Why Recent Numbers Change
- Attribution windows. Ad platforms credit conversions to clicks and views that happened days earlier. A purchase today can be attributed to a click from last week, so last week’s conversion numbers grow after the fact.
- Processing delays. Analytics platforms ingest and process events for hours before totals stabilize. The most recent day is almost always incomplete.
- Restatements. Platforms remove invalid traffic and correct errors retroactively, which can also revise numbers downward.
When Data Becomes Final
Each platform has a window after which historical data stops changing, ranging from a couple of days for analytics sources to roughly a month for ad platforms with long attribution windows.
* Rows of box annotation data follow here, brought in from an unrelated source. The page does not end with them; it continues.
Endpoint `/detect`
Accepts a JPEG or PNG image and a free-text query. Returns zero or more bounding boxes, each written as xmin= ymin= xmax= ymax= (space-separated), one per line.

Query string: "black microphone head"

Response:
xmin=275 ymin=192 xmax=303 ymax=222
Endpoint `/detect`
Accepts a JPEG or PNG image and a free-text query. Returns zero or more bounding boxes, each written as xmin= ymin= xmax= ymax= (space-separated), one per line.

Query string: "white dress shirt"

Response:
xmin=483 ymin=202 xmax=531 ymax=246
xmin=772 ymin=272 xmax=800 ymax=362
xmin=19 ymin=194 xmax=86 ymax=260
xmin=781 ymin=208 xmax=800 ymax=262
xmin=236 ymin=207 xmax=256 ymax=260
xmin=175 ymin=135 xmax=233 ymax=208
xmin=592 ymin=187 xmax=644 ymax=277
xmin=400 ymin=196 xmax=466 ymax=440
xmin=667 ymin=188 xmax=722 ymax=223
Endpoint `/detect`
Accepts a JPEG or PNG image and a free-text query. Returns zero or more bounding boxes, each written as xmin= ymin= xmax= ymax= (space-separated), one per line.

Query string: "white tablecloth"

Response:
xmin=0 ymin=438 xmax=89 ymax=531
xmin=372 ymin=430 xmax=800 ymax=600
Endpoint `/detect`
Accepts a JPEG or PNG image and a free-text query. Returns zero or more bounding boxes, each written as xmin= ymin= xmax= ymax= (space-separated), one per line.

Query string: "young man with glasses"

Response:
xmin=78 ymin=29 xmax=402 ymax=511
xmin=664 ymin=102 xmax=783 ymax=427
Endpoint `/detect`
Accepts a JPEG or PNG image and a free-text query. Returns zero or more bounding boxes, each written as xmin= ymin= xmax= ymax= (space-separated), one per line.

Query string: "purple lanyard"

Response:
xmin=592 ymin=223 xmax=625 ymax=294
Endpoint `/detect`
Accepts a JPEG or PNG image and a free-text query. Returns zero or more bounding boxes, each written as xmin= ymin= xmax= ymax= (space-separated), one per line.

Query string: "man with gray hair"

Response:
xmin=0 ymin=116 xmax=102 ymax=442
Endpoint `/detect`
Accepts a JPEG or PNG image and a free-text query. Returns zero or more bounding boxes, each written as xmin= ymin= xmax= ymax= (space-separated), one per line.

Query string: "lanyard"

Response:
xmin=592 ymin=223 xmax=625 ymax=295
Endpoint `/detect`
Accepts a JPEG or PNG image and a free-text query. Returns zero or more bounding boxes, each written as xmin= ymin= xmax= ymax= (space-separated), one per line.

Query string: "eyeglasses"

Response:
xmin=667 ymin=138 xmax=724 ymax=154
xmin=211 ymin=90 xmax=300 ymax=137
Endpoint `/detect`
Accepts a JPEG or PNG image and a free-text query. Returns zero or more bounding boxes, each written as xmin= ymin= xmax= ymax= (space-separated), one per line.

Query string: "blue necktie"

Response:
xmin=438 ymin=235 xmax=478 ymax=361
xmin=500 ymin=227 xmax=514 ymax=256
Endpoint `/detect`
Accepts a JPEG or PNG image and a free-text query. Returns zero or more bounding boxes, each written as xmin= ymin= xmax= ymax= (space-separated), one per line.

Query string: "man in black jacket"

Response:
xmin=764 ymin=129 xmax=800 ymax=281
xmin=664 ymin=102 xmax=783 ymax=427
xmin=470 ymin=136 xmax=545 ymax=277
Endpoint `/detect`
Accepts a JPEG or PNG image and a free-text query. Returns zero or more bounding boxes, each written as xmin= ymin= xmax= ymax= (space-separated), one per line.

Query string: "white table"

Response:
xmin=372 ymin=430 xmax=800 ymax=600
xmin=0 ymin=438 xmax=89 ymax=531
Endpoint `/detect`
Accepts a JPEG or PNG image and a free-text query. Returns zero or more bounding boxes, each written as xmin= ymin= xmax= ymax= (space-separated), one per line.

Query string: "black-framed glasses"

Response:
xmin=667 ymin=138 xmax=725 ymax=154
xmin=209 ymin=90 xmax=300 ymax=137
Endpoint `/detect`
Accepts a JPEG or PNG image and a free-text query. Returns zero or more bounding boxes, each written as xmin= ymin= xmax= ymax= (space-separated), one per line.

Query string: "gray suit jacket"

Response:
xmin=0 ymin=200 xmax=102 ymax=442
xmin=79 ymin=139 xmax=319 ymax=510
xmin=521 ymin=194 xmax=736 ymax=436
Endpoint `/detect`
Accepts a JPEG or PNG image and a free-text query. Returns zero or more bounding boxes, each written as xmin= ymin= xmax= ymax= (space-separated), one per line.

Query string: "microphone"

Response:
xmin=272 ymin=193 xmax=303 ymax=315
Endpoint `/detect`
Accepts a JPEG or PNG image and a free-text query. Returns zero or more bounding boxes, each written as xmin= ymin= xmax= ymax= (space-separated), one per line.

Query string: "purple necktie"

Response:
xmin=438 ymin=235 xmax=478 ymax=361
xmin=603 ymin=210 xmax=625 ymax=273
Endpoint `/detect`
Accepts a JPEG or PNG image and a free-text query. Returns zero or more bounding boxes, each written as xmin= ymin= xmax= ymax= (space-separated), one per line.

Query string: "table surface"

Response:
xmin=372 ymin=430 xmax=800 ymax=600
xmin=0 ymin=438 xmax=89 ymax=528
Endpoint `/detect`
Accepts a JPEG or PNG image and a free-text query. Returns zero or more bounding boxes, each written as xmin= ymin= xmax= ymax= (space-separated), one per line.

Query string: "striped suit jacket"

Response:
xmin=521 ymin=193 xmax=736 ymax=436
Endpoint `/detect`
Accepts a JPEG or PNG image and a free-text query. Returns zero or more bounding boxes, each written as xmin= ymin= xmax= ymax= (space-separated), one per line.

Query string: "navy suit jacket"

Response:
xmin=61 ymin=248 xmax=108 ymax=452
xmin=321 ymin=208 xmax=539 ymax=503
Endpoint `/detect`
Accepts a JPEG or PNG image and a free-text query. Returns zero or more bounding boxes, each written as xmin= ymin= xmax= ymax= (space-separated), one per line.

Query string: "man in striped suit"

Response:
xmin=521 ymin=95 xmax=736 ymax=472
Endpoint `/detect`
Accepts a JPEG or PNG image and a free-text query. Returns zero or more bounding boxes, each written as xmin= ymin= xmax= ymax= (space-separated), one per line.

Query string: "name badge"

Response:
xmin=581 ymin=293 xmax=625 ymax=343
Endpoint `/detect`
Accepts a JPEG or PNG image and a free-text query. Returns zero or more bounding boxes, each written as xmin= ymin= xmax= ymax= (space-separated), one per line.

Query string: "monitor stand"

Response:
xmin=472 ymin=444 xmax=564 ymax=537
Once a date range falls entirely outside that window, the numbers are stable and queries over it are fully reproducible. If you need exact period totals for reporting, query the period a few days after it closes, or schedule a refresh so the final numbers overwrite the early snapshot.Comparing Detrics with the Platform’s UI
When a Detrics number differs from what you see in the platform’s own dashboard, check these in order:- Date range: does the platform UI include today the same way your query does?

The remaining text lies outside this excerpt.